Researchers working in the field called neuromorphic engineering try to recreate the workings of the eye and other neurobiological sensing systems in silicon chips. The term was coined in the mid-1980s by Carver Mead at the California Institute of Technology, in Pasadena. Neuromorphic vision chips, such as those being developed in the neuroengineering lab at the University of Pennsylvania, in Philadelphia, and by the Analog VLSI group at Johns Hopkins University, in Baltimore, have analog circuits at each detector. These circuits strive to mimic retina's processing powers by, for example, using the intensity of the light falling on a photodetector to regulate its own sensitivity.

But adaptation based on a single photodetector's input isn't enough, Brajovic explains. To really work like an eye, imaging chips need each photodetector to adjust its sensitivity relative to the intensity of light on the surrounding pixels, too. In his design, analog circuits at each photodetector communicate in an intelligent way with those of neighboring photodetectors, performing a complicated algorithm that provides feedback to the detectors, telling them how best to adapt their sensitivity to the incoming light. As a result, the sensor can capture good images even in poor natural lighting conditions and uncover details other chips would miss.

"This is novel," says Charles Higgins, who does biologically inspired engineering research at the University of Arizona, Tucson. "[Brajovic] has studied something about vision and something about optics and has come up with a way of doing something that people before have not been able to do so well and it's really quite dramatic."

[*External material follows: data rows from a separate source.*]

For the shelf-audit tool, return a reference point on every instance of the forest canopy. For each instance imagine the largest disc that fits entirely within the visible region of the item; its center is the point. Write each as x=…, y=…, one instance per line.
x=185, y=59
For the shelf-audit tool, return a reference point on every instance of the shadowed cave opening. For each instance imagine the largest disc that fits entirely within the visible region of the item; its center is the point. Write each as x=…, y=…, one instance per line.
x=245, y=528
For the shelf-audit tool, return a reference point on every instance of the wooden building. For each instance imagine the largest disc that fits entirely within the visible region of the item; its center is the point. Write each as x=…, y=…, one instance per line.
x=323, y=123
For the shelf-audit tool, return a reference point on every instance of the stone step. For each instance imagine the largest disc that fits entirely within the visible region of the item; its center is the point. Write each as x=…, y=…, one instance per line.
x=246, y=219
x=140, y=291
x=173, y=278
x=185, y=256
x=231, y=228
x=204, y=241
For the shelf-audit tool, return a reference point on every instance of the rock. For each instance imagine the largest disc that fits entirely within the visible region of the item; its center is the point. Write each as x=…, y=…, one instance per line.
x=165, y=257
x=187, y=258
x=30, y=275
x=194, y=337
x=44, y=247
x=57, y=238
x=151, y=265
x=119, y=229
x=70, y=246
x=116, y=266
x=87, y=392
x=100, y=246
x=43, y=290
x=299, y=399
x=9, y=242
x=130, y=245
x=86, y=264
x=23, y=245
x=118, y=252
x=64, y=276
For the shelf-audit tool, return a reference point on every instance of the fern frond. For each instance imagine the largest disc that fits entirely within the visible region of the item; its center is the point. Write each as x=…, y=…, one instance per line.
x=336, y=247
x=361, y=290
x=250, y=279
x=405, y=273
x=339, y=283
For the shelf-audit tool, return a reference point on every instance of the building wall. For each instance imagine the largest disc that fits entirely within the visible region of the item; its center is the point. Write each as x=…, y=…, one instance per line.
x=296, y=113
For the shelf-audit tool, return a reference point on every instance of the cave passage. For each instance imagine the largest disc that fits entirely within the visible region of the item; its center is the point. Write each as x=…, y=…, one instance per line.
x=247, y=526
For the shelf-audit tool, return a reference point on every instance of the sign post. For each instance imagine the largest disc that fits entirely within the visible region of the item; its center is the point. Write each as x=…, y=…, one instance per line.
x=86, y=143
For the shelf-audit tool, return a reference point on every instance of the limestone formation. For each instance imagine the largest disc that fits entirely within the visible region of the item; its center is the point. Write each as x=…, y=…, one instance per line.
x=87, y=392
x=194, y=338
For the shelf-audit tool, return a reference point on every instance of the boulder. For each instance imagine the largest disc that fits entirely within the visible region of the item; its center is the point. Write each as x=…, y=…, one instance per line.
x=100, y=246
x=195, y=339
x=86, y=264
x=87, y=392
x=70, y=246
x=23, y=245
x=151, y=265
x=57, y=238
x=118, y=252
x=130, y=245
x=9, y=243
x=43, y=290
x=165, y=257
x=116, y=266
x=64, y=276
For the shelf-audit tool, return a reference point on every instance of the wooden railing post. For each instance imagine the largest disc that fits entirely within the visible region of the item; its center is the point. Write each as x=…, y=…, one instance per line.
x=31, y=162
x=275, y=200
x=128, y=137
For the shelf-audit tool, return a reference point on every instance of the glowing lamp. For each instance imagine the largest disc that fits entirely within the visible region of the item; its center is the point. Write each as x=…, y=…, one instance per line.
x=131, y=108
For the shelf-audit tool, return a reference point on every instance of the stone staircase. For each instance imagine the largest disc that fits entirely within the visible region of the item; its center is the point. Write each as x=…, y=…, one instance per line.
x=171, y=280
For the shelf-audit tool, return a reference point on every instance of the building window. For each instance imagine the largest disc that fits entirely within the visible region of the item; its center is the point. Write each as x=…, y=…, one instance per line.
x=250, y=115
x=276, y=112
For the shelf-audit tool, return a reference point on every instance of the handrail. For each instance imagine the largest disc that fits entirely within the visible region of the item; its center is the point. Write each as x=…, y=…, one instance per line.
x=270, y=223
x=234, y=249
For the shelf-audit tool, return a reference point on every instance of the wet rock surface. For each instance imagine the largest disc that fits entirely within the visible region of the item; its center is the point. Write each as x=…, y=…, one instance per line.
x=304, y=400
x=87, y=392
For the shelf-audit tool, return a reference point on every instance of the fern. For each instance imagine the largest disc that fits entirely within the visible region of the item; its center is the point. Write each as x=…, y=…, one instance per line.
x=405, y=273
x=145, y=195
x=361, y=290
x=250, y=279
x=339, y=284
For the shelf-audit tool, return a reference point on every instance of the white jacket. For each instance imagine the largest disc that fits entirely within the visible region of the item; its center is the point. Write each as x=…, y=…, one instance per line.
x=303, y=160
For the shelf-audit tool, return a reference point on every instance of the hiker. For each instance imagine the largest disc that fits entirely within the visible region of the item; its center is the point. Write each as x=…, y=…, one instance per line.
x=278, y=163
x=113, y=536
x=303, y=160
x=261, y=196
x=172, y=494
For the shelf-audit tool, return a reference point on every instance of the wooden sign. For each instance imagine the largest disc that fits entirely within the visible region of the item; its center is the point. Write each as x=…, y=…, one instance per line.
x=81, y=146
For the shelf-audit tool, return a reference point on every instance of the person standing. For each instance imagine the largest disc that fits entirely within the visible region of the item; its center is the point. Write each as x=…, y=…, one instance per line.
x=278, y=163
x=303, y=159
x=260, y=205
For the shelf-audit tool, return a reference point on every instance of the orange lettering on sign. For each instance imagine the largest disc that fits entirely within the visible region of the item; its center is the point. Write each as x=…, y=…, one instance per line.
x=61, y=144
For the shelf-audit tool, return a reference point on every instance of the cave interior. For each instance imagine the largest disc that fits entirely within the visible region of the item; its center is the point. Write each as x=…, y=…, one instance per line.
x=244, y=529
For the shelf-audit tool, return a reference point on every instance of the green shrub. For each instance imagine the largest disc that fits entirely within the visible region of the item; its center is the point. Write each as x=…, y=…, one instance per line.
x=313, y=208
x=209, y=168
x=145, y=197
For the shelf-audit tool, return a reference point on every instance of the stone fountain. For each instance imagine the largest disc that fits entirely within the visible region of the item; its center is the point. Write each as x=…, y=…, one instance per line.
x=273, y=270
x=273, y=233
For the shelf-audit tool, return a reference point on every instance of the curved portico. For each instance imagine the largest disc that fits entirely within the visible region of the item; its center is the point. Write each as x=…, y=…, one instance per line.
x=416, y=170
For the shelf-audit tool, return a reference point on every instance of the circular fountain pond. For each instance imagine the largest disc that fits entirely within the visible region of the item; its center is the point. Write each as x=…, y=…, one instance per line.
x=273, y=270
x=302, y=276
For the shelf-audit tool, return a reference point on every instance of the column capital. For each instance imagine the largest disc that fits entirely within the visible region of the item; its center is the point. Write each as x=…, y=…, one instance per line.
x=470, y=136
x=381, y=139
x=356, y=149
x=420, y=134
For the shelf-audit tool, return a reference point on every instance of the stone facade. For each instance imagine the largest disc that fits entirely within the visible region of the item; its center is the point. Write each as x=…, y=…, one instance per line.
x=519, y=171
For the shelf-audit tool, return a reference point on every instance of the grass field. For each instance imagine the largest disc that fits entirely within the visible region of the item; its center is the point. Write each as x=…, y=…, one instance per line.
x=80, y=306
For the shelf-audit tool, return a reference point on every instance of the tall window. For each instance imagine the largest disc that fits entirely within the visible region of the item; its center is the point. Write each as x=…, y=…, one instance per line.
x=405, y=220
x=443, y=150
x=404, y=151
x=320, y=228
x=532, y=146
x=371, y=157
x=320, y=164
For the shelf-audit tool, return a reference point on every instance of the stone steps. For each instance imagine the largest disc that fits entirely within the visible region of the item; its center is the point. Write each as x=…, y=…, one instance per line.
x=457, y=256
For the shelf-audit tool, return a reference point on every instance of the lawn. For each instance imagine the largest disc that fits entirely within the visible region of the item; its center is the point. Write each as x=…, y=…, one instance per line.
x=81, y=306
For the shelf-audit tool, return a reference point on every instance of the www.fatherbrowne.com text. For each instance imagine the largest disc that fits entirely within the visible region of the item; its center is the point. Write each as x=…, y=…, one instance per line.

Right now, Intrigue's eye exists only in softwarewhich is available on the Web and as an Adobe Photoshop plug-in. The software, Shadow Illuminator, takes a picture as an input, applies the smart pixel technology to each pixel in the picture, and produces a better output image. So far, it has processed sample images to show individuals concealed in shadows and revealed unclear features in medical X-rays. (The Web site lets you upload your own photos for enhancement.) But if the concept is to be used in robotic surveillance and security systems, autonomous vehicles, unmanned combat vehicles, and even in biometric recognition systems as Intrigue engineers hope, it must be made into a microchip. Intrigue has started the chip design and expects a prototype in 2006.

While Shadow Illuminator can simulate up to 25 million pixels, the chip will be limited to much less than that due to the space taken up by the adaptive circuits. "[Our] pixel is about three times bigger than conventional pixels," says Brajovic. Still, he is confident that the prototype chip in the works now, with only a 320- by 240-pixel grid, should suffice for vision applications where present-day sensors fail, such as sending out a robot on patrol in cloudy weather.